Best Ability Scores And Proficiencies For Monk
When building a monk, your priorities will be on Dexterity and Wisdom. Dexterity will govern how often you hit with your unarmed strikes, and Wisdom is important to raise your chances of affecting enemies with abilities like Stunning Strike. Additionally, both of these ability scores determine your Armor Class, as Monks have a version of Unarmored Defense like the Barbarian. Your secondary priority for Ability Scores will be Constitution, which governs your Hit Points and some saving throws. A good array might look like this:
Proficiencies for the Monk are more flexible, but the best ones allow you to replace the party's Rogue because of your high Dexterity and Wisdom. Perception, Insight, Stealth, Sleight of Hand, and Acrobatics are all very helpful. The two you choose for your class will depend on what your background gives you, but every Monk should aim to be proficient in Stealth and Perception.
Best Monk Subclass
The best Monk Subclass will depend on your party composition however, most agree that the Way of the Open Hand is strongest at early levels, and the Way of Shadow is strongest at later levels.
Way Of The Open Hand
Way of the Open Hand Monks is beginner-friendly. To begin with, you'll gain several more options to affect enemy movement (similar to the Battle Master Fighter). As you level, you'll gain a self-heal and a way to deal extra Psychic, Necrotic, or Radiant damage as a Passive Ability. This keeps your character flexible, and effective in most situations. However, it's also a very simple build, resulting in some players getting bored.
Way Of Shadow
Way of Shadow starts out as a solid but balanced subclass for the Monk. However, it becomes unquestionably the best option from level 5 onwards. This is due to the feature Cloak of Shadows, which allows your character to become invisible when in shadow. Starting at level 6, Shadow Monks additionally have the ability to teleport from shadow to shadow, gaining advantage on attacks as they do so. They can also spend Ki to cast Silence, Darkness, or Darkvision (although you'll usually want to use Ki on making Stunning Strike instead).
Best Feats For A Monk
Monks are very self-sufficient, meaning that they don't require a feat to make them good. Often, an Ability Score Improvement will give you more bang for your buck. However, some players might find this boring.

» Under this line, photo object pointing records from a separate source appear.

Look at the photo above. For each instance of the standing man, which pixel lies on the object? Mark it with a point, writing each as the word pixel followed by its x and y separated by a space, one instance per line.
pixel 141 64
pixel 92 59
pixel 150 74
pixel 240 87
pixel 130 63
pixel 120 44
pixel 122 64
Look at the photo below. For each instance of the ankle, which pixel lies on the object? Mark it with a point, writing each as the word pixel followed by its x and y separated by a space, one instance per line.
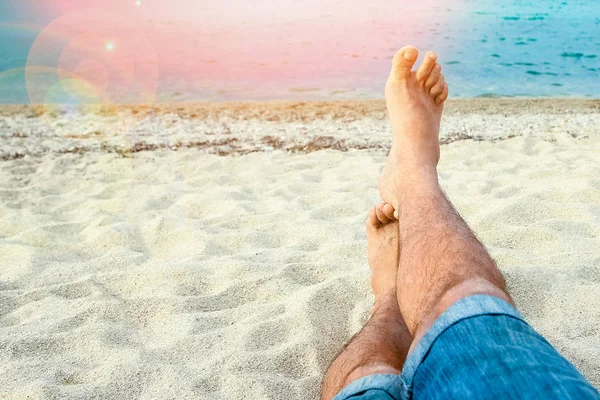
pixel 411 181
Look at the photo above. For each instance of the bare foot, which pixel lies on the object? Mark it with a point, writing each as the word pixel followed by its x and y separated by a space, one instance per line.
pixel 383 250
pixel 415 101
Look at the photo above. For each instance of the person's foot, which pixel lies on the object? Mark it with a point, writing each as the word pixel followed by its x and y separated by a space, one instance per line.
pixel 415 101
pixel 383 249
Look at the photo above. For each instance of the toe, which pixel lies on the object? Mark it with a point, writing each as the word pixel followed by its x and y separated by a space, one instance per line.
pixel 442 96
pixel 381 215
pixel 433 77
pixel 425 68
pixel 403 62
pixel 372 220
pixel 438 88
pixel 388 210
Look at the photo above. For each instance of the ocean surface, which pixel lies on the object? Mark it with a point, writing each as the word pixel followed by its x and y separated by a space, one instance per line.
pixel 286 50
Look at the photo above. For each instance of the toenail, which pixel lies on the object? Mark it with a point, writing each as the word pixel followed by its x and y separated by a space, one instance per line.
pixel 410 55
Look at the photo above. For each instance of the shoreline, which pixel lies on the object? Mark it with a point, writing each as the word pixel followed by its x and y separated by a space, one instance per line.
pixel 292 110
pixel 294 127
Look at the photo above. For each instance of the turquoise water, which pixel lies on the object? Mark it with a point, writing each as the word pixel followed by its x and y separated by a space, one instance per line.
pixel 340 50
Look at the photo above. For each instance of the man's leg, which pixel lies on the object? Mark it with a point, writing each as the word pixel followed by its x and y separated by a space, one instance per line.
pixel 469 340
pixel 441 261
pixel 382 345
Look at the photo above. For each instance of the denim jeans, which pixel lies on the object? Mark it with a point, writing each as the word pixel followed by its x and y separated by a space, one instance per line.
pixel 479 348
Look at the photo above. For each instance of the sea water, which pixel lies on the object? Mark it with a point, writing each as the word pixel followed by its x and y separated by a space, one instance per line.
pixel 336 49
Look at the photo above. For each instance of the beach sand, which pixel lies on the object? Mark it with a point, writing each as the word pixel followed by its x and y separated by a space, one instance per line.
pixel 217 251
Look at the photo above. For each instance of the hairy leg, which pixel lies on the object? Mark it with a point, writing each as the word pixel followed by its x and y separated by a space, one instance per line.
pixel 382 345
pixel 442 261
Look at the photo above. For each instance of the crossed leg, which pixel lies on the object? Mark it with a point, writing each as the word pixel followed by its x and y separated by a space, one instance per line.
pixel 441 261
pixel 382 345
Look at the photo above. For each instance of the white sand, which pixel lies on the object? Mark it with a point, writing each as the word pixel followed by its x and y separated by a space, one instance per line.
pixel 184 274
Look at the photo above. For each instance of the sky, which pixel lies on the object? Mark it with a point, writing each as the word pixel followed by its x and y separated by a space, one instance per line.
pixel 90 51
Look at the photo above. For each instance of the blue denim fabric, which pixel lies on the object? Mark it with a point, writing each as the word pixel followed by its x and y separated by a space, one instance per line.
pixel 479 348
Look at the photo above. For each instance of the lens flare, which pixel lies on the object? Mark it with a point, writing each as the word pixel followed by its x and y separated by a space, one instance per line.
pixel 96 57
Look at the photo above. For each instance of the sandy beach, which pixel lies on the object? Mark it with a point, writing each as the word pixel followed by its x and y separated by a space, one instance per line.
pixel 217 251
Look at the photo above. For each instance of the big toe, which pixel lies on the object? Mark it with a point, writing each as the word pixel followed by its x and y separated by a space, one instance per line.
pixel 403 62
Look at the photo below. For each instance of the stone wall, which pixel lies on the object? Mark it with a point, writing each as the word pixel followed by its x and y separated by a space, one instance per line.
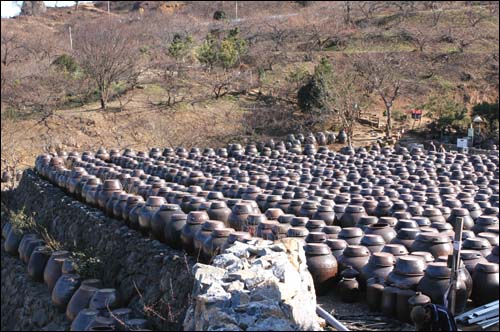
pixel 148 274
pixel 26 304
pixel 256 286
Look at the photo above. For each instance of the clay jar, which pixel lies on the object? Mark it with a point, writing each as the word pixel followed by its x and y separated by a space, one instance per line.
pixel 161 218
pixel 108 188
pixel 374 291
pixel 80 299
pixel 38 260
pixel 321 264
pixel 408 270
pixel 235 236
pixel 173 230
pixel 219 211
pixel 471 258
pixel 479 244
pixel 438 244
pixel 388 233
pixel 147 212
pixel 53 268
pixel 355 256
pixel 132 201
pixel 461 213
pixel 352 215
pixel 119 205
pixel 103 299
pixel 379 265
pixel 352 235
pixel 195 220
pixel 406 237
pixel 485 283
pixel 337 246
pixel 213 244
pixel 435 283
pixel 239 214
pixel 203 234
pixel 374 242
pixel 64 289
pixel 325 213
pixel 348 286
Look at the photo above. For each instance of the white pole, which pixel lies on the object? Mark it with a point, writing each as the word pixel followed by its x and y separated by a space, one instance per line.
pixel 70 39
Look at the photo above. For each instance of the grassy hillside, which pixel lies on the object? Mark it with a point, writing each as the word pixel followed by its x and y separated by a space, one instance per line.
pixel 450 51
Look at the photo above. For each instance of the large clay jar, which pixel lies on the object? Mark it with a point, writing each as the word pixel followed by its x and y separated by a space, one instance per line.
pixel 153 204
pixel 402 306
pixel 104 299
pixel 108 188
pixel 325 213
pixel 203 234
pixel 348 286
pixel 461 213
pixel 479 244
pixel 132 201
pixel 239 214
pixel 406 237
pixel 53 269
pixel 321 264
pixel 493 257
pixel 374 290
pixel 355 256
pixel 173 230
pixel 485 283
pixel 388 233
pixel 64 289
pixel 374 242
pixel 379 265
pixel 407 271
pixel 38 260
pixel 219 211
pixel 435 284
pixel 352 215
pixel 389 301
pixel 119 205
pixel 193 224
pixel 83 319
pixel 235 236
pixel 213 244
pixel 337 246
pixel 352 235
pixel 133 216
pixel 471 258
pixel 438 244
pixel 161 218
pixel 12 242
pixel 80 300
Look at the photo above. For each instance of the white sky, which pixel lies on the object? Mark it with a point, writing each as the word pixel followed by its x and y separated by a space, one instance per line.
pixel 13 8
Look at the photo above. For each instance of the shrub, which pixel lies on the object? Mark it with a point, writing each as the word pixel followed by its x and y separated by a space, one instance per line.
pixel 219 15
pixel 66 63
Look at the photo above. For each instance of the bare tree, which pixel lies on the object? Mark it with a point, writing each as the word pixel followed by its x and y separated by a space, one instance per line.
pixel 108 53
pixel 383 77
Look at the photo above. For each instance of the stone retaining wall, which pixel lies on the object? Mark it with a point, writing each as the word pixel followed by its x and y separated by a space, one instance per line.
pixel 148 274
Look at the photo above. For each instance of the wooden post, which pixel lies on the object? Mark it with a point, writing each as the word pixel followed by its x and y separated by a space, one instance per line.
pixel 455 264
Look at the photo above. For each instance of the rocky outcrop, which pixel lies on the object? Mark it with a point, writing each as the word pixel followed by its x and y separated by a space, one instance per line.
pixel 256 286
pixel 152 279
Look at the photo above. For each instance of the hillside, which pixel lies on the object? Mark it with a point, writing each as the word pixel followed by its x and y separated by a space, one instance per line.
pixel 448 51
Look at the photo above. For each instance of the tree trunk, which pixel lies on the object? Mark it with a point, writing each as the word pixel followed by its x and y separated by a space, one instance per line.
pixel 388 127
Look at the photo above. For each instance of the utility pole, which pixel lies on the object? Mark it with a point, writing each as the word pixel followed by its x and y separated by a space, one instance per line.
pixel 70 39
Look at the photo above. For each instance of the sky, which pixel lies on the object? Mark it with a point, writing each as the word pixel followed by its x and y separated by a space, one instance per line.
pixel 13 8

If you'd like to take Feats on your Monk, look into Mobile, and Mage Slayer. Lucky and Tough are also very versatile feats that pair well with any build.
This is a standard Monk feature because it gives you extra movement to close in on enemies, and allows you to move without provoking opportunity attacks or being hindered by difficult terrain. Considering how frequently difficult terrain appears in Baldur's Gate 3, this Feat can circumvent a lot of challenges.
Mage Slayer is very useful for any player that doesn't want to be debuffed and thrown about by enemy spell casters. Being in melee with an enemy when they cast a spell allows you to immediately attack them as a reaction. In addition, you have advantage on Saving Throws against these spells, and any enemy you hit has disadvantage to maintain Concentration.
Lucky is a no-brainer Feat for just about any character - it allows you to gain advantage on an Attack Roll, Ability Check, or Saving Throw three times per long rest. Alternatively, you can make an enemy roll with disadvantage to attack you.
Tough is a great Feat for anyone likely to be up close and personal with enemies. Additionally, this Feat doesn't become less powerful if taken later on in your playthrough. When you take Tough, your character gains 2 additional Hit Points for every level they have. This works both Retroactively and continues stacking as you level.